Market Update 08-15-18
Kenya is facing a bumper harvest expected to put pressure on prices, particularly at the farm gate level. Exploitative politicians are predictably and preemptively blaming illegal imports from neighboring countries for price weakness ahead of the long rains harvest due to hit the markets soon, the likely outcome will be calls for increased government intervention. Farmers in Bungoma have again been complaining about middle men. The result will likely be continued calls for government support, arguably making the situation worse.
The NCPB has finally released Ksh 1.4 billion of the money owed to farmers from previous years’ deliveries to silos. With the NCPB warehouses in shambles, stores rotting, and financial situation worse yet, this seems like the wrong route. None of the cries have focused on underlying issues: lack of farmer cooperatives, an industry supported association enforcing contracts and creating standards, and localized, proper storage facilities. With these base facilities in place, farmer financing should naturally follow.
The East African Community has cleared 27 Kenyan manufacturers to import a total of more than 3 million tons of wheat from member states. Farmers are once again calling for protection.
Maize prices have continued to decrease in Uganda, with some areas quoting UGX 200 per kg. This is primarily due to a bumper crop for the current harvest, with total production estimates approaching five million metric tons. The price of maize in the Kampala area is trading around UGX 400 per kg, while the Mubende area is slightly cheaper, trading at UGX 320 per kg. Due to the rapidly decreasing prices, the government has decided to intervene.
The vast majority of the Nambale beans are now dry, and do not require further machine drying. Currently, Nambale beans are trading at UGX 1,400 per kg.
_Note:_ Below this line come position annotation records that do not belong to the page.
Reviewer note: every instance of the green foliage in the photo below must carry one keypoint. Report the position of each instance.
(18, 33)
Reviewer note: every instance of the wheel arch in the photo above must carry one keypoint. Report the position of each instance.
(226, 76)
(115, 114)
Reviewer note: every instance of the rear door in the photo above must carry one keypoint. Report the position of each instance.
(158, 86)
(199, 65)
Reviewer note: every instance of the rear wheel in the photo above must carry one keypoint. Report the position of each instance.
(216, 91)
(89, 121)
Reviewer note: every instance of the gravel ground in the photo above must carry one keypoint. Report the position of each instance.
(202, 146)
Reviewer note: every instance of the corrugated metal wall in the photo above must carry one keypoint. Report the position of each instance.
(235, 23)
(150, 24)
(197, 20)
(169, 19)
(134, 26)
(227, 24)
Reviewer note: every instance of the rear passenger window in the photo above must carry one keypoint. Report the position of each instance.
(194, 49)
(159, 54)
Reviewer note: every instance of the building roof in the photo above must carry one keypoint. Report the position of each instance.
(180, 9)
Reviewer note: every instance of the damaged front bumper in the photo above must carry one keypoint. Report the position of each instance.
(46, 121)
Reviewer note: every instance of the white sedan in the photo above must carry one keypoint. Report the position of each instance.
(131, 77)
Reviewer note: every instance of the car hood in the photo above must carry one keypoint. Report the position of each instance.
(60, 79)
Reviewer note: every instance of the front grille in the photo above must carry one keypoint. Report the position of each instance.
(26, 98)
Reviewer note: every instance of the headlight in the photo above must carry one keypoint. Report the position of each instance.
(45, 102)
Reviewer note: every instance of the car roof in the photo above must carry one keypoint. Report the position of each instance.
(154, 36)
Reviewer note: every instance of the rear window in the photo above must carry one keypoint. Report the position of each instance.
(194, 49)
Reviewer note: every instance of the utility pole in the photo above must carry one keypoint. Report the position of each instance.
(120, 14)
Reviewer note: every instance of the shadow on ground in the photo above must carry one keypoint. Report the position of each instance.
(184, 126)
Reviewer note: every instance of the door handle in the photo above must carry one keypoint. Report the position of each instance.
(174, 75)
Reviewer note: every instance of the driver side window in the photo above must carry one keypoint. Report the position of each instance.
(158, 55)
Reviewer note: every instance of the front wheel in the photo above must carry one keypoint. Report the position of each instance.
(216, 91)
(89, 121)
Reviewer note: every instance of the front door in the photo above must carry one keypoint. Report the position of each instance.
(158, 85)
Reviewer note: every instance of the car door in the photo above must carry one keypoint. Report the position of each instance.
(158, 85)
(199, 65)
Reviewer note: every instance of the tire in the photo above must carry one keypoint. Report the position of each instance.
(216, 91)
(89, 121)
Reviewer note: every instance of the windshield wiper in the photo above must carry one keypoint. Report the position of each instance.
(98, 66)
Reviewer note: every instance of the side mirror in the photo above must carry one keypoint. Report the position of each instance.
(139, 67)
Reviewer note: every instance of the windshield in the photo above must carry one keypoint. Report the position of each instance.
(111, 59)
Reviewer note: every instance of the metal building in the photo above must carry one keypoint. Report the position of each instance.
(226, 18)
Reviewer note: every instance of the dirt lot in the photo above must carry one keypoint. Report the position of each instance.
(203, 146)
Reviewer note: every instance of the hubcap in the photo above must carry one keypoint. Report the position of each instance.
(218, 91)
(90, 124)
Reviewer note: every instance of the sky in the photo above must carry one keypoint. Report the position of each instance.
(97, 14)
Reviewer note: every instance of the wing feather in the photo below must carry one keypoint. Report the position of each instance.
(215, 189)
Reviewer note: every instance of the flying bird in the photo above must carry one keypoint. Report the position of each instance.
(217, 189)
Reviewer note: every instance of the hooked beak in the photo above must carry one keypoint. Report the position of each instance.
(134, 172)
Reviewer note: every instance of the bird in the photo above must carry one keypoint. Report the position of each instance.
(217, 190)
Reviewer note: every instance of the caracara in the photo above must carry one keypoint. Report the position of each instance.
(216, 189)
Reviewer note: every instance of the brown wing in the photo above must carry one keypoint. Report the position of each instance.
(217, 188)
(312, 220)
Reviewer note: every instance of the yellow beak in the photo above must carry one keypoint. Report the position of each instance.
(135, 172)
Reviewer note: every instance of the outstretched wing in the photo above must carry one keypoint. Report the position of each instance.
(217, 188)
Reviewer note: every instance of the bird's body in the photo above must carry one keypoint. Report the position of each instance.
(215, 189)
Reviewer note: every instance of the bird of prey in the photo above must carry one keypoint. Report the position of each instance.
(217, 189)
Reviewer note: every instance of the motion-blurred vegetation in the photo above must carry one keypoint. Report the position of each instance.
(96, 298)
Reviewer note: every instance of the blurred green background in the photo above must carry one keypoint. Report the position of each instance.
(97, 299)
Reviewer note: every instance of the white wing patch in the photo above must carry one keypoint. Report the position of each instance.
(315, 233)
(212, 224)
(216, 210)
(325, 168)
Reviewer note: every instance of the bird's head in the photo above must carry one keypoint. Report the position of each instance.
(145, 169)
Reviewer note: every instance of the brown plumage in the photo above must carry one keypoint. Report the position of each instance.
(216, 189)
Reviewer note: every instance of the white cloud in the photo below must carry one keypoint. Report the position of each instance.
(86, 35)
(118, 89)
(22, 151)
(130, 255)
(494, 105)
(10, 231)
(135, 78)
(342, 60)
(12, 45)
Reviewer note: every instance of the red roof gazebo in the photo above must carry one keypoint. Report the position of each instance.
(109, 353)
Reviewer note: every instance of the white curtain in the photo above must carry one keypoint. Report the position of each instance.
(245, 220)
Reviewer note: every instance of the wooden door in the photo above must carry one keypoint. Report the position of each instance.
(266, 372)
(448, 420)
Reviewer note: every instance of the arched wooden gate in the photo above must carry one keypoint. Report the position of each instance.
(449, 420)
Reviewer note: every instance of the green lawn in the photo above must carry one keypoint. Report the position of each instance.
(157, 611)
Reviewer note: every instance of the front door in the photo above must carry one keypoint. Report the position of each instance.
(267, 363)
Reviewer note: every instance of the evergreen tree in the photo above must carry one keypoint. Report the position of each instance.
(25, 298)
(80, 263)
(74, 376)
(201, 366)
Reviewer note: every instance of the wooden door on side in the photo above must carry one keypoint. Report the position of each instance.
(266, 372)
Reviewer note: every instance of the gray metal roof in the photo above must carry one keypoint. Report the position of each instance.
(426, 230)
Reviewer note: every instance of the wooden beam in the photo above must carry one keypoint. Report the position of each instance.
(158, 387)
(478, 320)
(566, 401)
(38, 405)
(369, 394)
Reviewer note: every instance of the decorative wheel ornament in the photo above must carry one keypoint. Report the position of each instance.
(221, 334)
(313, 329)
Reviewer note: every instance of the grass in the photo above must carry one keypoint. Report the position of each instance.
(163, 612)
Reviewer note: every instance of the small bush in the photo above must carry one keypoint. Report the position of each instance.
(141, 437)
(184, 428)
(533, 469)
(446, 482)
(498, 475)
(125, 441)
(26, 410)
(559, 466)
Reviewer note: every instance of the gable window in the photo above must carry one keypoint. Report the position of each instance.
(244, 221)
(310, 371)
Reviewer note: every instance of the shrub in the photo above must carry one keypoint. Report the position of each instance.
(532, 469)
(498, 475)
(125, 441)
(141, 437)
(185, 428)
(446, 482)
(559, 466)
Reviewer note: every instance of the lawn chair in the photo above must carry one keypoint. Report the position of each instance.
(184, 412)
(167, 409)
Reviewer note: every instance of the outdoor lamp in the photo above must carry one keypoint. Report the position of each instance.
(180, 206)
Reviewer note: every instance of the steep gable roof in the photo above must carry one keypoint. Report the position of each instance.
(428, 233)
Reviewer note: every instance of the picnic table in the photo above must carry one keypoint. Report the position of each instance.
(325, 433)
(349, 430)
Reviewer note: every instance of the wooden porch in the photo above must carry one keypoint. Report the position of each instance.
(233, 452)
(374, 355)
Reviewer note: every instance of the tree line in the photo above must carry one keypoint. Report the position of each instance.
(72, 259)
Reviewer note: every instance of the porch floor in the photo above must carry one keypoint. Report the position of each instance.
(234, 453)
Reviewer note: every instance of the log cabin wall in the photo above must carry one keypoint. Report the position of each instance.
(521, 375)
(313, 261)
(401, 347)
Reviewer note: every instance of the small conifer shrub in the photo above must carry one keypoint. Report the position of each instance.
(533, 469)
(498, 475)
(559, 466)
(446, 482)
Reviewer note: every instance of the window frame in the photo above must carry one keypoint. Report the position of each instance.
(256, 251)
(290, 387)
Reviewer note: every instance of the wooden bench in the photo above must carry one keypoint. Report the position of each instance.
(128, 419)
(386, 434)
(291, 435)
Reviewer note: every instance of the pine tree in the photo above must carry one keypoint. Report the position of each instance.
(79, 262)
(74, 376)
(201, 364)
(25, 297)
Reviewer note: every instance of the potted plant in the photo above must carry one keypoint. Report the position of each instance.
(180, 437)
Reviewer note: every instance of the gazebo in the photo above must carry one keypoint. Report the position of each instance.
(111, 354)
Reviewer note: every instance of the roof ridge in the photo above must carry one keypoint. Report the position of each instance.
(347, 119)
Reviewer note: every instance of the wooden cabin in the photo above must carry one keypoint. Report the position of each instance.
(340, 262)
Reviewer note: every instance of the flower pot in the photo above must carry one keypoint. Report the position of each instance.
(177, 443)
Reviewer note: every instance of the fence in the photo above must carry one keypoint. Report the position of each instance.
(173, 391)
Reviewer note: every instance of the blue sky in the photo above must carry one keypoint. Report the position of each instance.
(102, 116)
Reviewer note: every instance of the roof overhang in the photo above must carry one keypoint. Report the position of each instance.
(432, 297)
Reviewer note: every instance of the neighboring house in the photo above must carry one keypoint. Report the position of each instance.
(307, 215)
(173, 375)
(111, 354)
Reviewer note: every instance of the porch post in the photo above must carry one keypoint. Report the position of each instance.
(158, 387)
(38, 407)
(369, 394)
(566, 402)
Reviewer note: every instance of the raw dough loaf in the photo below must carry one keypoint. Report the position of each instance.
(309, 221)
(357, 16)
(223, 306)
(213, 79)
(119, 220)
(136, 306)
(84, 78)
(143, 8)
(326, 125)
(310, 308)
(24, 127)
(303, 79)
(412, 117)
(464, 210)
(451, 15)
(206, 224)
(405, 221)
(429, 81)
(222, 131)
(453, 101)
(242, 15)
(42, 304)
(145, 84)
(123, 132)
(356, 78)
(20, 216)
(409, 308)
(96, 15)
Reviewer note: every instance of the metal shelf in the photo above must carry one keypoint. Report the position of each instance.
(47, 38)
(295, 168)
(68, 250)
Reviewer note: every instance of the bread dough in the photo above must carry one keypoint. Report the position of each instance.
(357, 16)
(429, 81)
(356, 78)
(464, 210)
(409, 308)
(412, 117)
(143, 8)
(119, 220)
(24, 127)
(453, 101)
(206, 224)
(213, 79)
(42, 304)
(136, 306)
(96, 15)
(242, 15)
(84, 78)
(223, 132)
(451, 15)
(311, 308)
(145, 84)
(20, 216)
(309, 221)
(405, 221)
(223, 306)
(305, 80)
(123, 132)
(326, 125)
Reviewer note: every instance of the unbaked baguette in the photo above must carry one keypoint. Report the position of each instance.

Sesame seeds are available at UGX 4,200 per kg in the Kampala area.
The article below is an excerpt from our Hot Commodities newsletter that goes out every other week.
Deconsolidation in Cocoa Markets After a series of exits, bankruptcies, and subsequent fraud allegations (of) larger tradehouses in the cocoa space, smaller, more nimble shops are picking up the slack. The majority of cocoa is produced in Africa, with over half of the total global production in Côte d’Ivoire and Ghana. Smallholder farmers produce much of that total. (see aggregated production data below).
Physical trading in African nations is a tough endeavor, with few effective trade associations promoting rules and standards, and slow moving, ineffective, sometimes corrupt courts making contract enforcement difficult. Until these underpinnings of a formal trading environment develop, tradehouses must be able to work with farmers and traders in a volatile trading environment. Defaults and associated risks exacerbate price swings and cause trouble throughout the supply chain. These Wild West aspects of the cocoa markets are also reasons why margins are significantly better than larger commodity markets in developed nations.
While some of the majors are pulling out, other large traders with physical assets like grinding facilities still have a large market share; Cargill still grinds around 800,000 ton per year. Will this deconsolidation level the playing field, or just create a larger group of smaller buyout potentials?
The good news? Cocoa prices have fallen by over 20% since highs in April. 95% ultra-dark lovers shan’t worry about getting their fix.